I think this is especially true in light of a world forever changed by the pandemic. Living through such an unprecedented time has reinforced that we are all humans. We can't lead or care for one another without empathy and I think leaders everywhere have been reminded of this.
What’s the best leadership advice you’ve received?
When I was growing up as an immigrant in North Carolina, I often wanted to be just like everyone else. But my mother always told me: Be unique, be memorable – you have an authentic view and experience of the world that no one else will ever have, so don't try to be anyone else but you.
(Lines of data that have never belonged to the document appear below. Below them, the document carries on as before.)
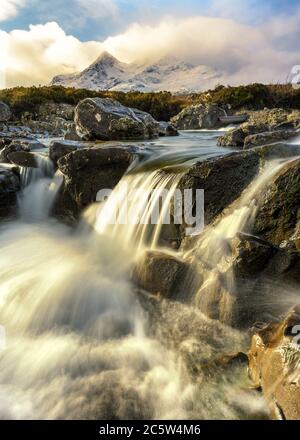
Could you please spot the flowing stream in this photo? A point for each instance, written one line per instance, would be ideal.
(78, 343)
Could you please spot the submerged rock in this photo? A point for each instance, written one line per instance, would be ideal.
(58, 149)
(278, 216)
(274, 365)
(199, 116)
(161, 273)
(107, 119)
(5, 112)
(223, 179)
(86, 171)
(9, 186)
(269, 137)
(167, 129)
(23, 159)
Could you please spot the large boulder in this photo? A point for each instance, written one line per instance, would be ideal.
(246, 284)
(268, 137)
(199, 116)
(107, 119)
(274, 365)
(9, 186)
(160, 273)
(58, 149)
(86, 171)
(5, 112)
(167, 129)
(278, 216)
(223, 179)
(237, 136)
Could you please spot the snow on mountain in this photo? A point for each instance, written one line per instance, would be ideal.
(108, 73)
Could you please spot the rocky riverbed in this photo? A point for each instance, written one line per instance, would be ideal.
(157, 291)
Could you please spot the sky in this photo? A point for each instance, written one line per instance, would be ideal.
(245, 40)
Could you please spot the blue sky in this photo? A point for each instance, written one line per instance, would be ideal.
(87, 24)
(243, 41)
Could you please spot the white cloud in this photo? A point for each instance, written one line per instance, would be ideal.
(9, 8)
(243, 53)
(36, 55)
(98, 8)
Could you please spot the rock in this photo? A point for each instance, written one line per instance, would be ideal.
(71, 133)
(274, 365)
(86, 171)
(107, 119)
(160, 273)
(6, 151)
(58, 149)
(222, 179)
(233, 138)
(199, 116)
(23, 159)
(254, 140)
(167, 129)
(274, 117)
(278, 216)
(9, 186)
(5, 112)
(236, 137)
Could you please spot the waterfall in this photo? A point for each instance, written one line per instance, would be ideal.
(146, 198)
(39, 189)
(211, 248)
(79, 345)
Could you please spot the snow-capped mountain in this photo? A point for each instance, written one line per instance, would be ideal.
(108, 73)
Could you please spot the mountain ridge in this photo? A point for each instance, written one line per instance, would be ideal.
(168, 73)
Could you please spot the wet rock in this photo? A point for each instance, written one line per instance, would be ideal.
(278, 216)
(161, 273)
(268, 137)
(167, 129)
(5, 112)
(23, 159)
(107, 119)
(86, 171)
(71, 133)
(223, 179)
(237, 136)
(9, 186)
(199, 116)
(58, 149)
(274, 365)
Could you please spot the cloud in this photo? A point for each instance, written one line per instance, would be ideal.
(9, 8)
(98, 8)
(36, 55)
(242, 52)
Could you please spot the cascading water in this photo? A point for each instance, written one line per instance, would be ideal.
(40, 187)
(78, 342)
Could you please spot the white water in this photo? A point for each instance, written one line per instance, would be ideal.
(78, 342)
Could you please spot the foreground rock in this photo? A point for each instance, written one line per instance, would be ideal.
(274, 365)
(9, 186)
(107, 119)
(86, 171)
(58, 149)
(167, 129)
(199, 116)
(161, 273)
(268, 137)
(5, 112)
(278, 216)
(223, 179)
What does success look like to you?
I think the concept of success is multi-faceted. From a career perspective, being in a job where you're respected and appreciated, and where you can see how your contributions are providing value by motivating your teams to be better – that's success! From a personal perspective, there is no greater accomplishment than investing in the next generation. I love mentoring younger professionals – they are the future. I want my legacy as a leader to include providing value in work culture, but also in leaving a personal impact on the lives of professionals who will carry the workforce forward. Finding a position in life with a job and company that offers me a chance at all of that is what success looks like to me.
What advice would you give to your younger self just starting out in the industry?
I've always been a naturally curious person and it's easy for me to over-commit to projects that pique my interest. I've learned over years of practice how to manage that, so to my younger self I’d say… prioritize the things that are most important, and then become amazing at those things.